Investigating the role of introns in the regulation of regenerating gene 1 expression.

Gastrin is a hormone that physiologically regulates gastric acid secretion and contributes to the maintenance of gastric epithelial architecture by regulating the expression of genes such as regenerating gene 1 (Reg1). Reg1 is involved in gastric carcinogenesis as an antiapoptotic factor. The current study explores the molecular mechanism of gastrin-regulated Reg1 expression in human gastric cancer cells.
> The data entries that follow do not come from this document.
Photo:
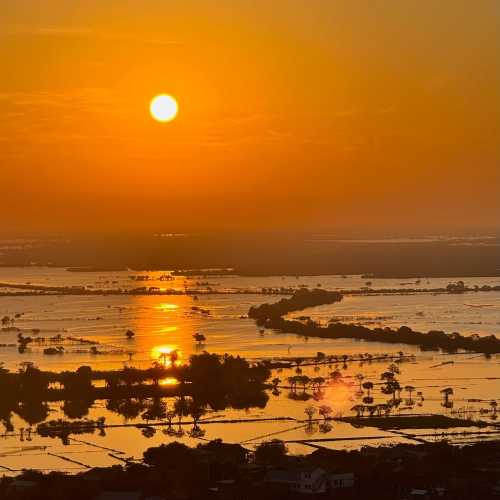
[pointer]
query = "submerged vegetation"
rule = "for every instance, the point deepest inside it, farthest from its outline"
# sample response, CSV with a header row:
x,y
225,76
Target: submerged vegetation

In total, five intron fragments of the Reg1 gene were cloned by polymerase chain reaction and inserted into luciferase reporter vector pGL3 to construct intron-luciferase reporter vectors. After confirmation by Xho I/Hind III digestion and DNA sequencing, the five constructs were transfected into the SGC7901 gastric cancer cell line. The luciferase activity of the cells transfected with each of the five constructs was detected following incubation without or with gastrin. The five intron fragments of Reg1 were also randomly labeled with digoxin as a probe, and nuclear proteins of gastric cancer cells were extracted following treatment with or without gastrin. Southwestern blotting was subsequently performed to detect transcription factors that bind to the introns. The results indicated that the luciferase activity was significantly higher in cells transfected with recombinant vectors containing introns 2, 3, 4 or 5 than that in the cells transfected with an empty vector (P<0.05). However, no statistically significant difference in luciferase activity was identified between cells transfected with pGL3-intron 1 and those transfected with pGL3-Basic (P>0.05). Following incubation with gastrin, no significant difference was identified (P>0.05). The five introns of Reg1 can bind a number of transcription factors and gastrin may affect this interaction. Introns 2-5 of Reg1 potentially have transcriptional control over gene expression in gastric cancer cells. In conclusion, gastrin may regulate the expression of the Reg1 gene via the interaction of the introns by binding to the transcription factors.

Introduction

Gastric cancer (GC) is a major cause of cancer-related mortalities worldwide (1). There are multiple pathogenic factors that may promote the development and progression of gastric cancer. Gastrin is a type of polypeptide hormone, secreted by G cells in the stomach and upper-section of the small intestines. Its role in the physiological regulation of gastric acid secretion has been well established (2). Additionally, gastrin contributes to the maintenance of gastric epithelial architecture by regulating the expression of genes such as plasminogen activator inhibitor 1 (PAI-1) (3) and regenerating gene 1 (Reg1) (4). Increased expression of gastrin has been demonstrated in the progression of intestinal gastric cancer (5).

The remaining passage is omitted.